South Australian Aboriginal Health Landscape
Project Status: In progress
Project administered by: SAHMRI

The South Australian Aboriginal Health Landscape project aims to increase Aboriginal peoples access to and utilisation of health and social data for self-determination and monitoring changes over time.

The South Australian Aboriginal Health Landscape Project analyses health and social data to support Aboriginal community groups in self-determination. The Landscape project achieves this through direction from an Aboriginal governance group who has informed the analysis and reporting of health and social data in ways that are culturally respectful and meaningful to Aboriginal communities. Importantly, the project has advocated on behalf of the community for collection of data that more accurately reflects Aboriginal peoples needs and aspirations. The Landscape project is building a data repository that enables Aboriginal communities to monitor health and social outcomes over time.

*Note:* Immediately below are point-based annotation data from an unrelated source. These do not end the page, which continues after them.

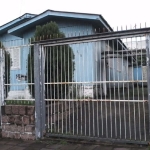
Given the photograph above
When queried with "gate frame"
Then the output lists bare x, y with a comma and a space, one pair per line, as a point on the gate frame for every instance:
39, 74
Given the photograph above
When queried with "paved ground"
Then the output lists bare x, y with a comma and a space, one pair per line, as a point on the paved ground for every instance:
50, 144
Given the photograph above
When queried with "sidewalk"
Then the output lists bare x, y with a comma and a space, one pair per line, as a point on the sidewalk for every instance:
50, 144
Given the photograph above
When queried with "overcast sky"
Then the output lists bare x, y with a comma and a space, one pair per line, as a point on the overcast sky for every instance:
116, 12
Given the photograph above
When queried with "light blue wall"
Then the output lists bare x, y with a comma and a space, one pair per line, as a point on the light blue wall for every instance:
83, 52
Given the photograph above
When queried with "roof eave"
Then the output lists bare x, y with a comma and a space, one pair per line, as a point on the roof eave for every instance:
56, 14
9, 25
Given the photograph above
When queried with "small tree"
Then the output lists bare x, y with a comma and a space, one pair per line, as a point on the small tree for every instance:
59, 65
7, 69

Fourteen administrative health and social datasets and population surveys have been analysed, by age, sex and trends over time for 18 geographical areas (Landscapes). Results have been returned to community groups across South Australia, who are using them to inform priority setting, monitor performance of health and social services and advocacy. The Landscape project strives to deliver outcomes according to the principles of Indigenous data sovereignty.

We are currently seeking funding to update data sets and undertake analyses with recent data, including the 2021 ABS Census data. For the first time, as part of the establishment of the monitoring system, we will report a comparison of updated data to baseline data (five-year trends).

    Landscape Reports - 2019

    This project received funding from the Fay Fuller Foundation (2016-2018)

    The artwork depicted above was produced by Lisa Hanson. It is constructed with a combination of contemporary and traditional styles reflecting the ongoing concept of health and wellbeing. The commonality of health and wellbeing is indicated by the green within each of the landscapes, and the green at the centre of the Adelaide metropolitan area. The uniqueness of health and wellbeing is indicated by the difference in colours across the landscapes. The use and sharing of health and wellbeing information is demonstrated through the connectedness of landscapes via the smaller circles, representing meeting or coming together. The black dots around each landscape represent the ownership of health and wellbeing the communities have.